I had a lovely afternoon coffee meeting with a friend who was a colleague up until relatively recently when she left our team for a life of books and other good things. I will qualify this post with the thought that my friend is something of an introverted-type person and I am…well, I’m not. Like most extroverts, I get my energy from social contact. I think of my ideas while I’m having a conversation and I love anything which involves public speaking or performance. I have happily been standing up in front of audiences and telling them anything from a mildly rude poem (church prize-giving, age 8), to a poem I wrote about nuclear war (school assembly, age 13) or a TEDx talk about while resilience is a good thing for people with Autism and everyone else for that matter (Canberra Theatre Centre, age 39). My friend on the other hand, would probably be somewhat adverse to standing on stage and is much better at listening to others and quietly considering things.
Our conversation this afternoon took many enjoyable turns. We discussed books and risk management and parenting. Just as we were about to go and board our respective buses, we got onto the topic of social interaction. I mentioned that a natural human trait is to see other people as different versions of ourselves.

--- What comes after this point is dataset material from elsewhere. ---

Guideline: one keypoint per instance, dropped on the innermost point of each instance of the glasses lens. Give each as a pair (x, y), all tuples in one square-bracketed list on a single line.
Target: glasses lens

So if we like cats, we are surprised when another person doesn’t like cats and may even be critical or dismissive of them. My friend responded by saying that the old adage ‘do unto others as you would like done to you’ could instead be changed to ‘do unto others as they would like you to do.’ I think this is fantastic advice. Instead of being self-focused and seeing others as a little extension of ourselves, we should maybe think about the other person as just that – another person, not us.
In practice, this might mean that I, as an extrovert, do not press my more introverted friends to give me their phone numbers or call them but rather to communicate with them in the way that they prefer. It’s really about being thoughtful and considerate. I think it’s OK to ask people what their preferences are too. Just imagine if everyone in the world thought like this. Instead of trying to force people to accept one way of thinking (think of extremists from whichever shade of extremism is doing the rounds at the moment), but to consider the needs of others who don’t share their views. Instead of feeling threatened and angry at difference, people could try to understand ideas and experiences from another’s perspective.
OK, so my friend and I have just fixed the world. Whats next??